Now, wanna see your Agent in action ? Run this cell below to watch your Agent play 5 games of CartPole.

> DISCLAIMER! Gym is very wanky with Jupyter, do not interrupt this cell and wait for it to finish by itself or the render window might never close.

In [None]:
new_env = gym.make('CartPole-v0')
for i in range(5):
    score = 0
    done = False
    observation = new_env.reset()
    while not done:
        action = agent.choose_action(observation)
        observation_, reward, done, info = new_env.step(action)
        score += reward
        observation = observation_
        new_env.render()
    print('Game', i, 'Score:', score)
new_env.close()

# Conclusion

Seeing your first Deep-Q-learning algorithm in action is pretty cool isn't it ? 

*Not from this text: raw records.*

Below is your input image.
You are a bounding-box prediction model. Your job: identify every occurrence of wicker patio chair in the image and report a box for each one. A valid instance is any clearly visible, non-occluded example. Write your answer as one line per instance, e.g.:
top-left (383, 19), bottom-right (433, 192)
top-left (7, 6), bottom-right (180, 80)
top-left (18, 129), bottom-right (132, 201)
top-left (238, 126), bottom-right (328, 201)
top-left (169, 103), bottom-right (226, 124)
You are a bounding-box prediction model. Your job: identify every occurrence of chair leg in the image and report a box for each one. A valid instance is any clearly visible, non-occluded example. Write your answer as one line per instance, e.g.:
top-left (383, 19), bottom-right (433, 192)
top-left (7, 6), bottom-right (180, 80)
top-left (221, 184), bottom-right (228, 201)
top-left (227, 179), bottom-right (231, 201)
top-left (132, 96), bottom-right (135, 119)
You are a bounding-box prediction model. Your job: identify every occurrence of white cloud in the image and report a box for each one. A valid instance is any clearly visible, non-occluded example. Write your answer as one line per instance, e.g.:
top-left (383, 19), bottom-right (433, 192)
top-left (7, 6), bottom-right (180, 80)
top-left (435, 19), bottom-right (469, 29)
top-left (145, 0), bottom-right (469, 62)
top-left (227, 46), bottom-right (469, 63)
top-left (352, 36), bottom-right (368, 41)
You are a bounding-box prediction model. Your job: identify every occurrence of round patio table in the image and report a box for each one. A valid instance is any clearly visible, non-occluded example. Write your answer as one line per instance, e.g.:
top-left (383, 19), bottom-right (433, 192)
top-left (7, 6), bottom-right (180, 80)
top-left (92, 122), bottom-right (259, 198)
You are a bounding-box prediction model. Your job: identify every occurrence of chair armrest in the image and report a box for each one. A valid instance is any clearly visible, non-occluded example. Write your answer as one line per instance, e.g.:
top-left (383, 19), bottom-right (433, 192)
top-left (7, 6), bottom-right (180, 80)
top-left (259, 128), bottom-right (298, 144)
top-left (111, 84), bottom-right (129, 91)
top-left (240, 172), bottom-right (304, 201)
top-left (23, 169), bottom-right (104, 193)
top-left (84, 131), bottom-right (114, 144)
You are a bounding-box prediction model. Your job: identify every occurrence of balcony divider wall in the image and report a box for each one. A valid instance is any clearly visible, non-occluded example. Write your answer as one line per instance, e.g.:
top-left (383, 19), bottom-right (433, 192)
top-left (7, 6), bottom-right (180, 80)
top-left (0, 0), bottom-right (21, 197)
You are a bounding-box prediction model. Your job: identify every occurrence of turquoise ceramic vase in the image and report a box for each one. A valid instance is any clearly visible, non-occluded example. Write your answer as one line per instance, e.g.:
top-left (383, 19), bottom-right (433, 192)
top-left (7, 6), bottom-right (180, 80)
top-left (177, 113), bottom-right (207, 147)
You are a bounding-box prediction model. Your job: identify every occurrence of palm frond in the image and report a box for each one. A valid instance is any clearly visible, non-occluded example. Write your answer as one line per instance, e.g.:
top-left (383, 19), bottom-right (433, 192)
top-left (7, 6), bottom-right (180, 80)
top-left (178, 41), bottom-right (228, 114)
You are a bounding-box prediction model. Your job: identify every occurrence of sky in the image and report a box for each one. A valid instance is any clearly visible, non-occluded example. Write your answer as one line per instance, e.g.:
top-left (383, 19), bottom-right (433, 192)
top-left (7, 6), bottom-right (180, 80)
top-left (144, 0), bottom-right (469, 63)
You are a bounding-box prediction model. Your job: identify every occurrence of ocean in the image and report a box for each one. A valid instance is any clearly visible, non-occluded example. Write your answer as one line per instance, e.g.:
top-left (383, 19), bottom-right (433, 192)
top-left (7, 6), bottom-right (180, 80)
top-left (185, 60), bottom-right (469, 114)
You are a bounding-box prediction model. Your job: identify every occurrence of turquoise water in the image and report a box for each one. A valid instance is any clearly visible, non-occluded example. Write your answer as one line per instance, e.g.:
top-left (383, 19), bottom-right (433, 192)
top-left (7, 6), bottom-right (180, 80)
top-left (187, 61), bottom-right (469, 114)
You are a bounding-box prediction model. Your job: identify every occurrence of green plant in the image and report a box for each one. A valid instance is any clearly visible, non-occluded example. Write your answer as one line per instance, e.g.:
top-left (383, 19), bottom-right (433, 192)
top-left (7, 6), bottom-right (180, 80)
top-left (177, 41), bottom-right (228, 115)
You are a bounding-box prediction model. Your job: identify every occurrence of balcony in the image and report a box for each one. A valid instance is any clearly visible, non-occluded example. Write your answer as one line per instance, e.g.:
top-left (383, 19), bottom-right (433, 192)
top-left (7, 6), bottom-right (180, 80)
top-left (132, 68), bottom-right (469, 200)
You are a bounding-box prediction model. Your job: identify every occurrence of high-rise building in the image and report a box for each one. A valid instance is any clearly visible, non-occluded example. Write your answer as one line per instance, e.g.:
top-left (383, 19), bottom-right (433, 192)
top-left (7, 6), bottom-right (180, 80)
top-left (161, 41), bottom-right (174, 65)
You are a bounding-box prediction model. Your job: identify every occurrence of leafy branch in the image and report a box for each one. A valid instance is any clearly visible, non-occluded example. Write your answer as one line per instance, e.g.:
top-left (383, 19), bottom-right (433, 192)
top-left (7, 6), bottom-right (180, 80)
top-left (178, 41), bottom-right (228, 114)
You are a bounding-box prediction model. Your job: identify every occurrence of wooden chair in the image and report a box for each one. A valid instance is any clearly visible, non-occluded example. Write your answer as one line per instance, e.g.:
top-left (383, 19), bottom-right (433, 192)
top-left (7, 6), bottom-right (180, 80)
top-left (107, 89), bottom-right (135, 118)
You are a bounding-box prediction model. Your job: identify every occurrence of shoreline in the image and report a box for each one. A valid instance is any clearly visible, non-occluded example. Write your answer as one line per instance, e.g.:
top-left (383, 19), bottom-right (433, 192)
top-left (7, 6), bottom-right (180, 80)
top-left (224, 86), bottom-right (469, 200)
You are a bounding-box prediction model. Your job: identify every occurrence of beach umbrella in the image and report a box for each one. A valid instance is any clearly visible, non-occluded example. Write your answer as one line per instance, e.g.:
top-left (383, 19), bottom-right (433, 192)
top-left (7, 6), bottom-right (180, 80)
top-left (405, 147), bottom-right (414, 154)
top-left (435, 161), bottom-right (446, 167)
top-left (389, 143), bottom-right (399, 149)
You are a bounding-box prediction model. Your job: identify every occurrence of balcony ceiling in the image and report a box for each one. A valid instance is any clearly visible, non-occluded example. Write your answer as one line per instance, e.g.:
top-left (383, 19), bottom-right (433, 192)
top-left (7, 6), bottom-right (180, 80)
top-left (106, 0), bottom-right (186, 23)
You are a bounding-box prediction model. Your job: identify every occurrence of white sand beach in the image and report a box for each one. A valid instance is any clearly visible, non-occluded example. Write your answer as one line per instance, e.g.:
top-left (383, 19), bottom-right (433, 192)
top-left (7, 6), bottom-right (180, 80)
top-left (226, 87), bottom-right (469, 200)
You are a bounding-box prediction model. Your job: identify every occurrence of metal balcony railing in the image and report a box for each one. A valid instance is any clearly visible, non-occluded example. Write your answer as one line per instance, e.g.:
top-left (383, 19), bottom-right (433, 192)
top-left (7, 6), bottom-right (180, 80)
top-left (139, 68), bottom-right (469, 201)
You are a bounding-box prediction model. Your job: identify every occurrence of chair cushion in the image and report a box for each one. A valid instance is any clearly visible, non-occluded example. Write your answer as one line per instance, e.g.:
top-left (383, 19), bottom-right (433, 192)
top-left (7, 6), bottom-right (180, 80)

Let's resume what we learned in this subject:
* Q-Learning is fine, but not enough when increasing complexity.
* Artificial neural networks being good at approximating functions, they are the perfect match when it comes to replacing the Q-Table by something more viable.
* The Bellman Equation makes the learning possible by allowing us to shift the Q-Value of a state-action pair toward the Q-Value of the next state-action.
* Reinforcement Learning is cool.

Congrats on concluding this subject! I hope that you enjoyed it and learned a lot of stuff.\
For those tough boys(and girls) that want EVEN MORE Reinforcement Learning action, the last subject of today will give you carte blanche to try and solve an harder environment.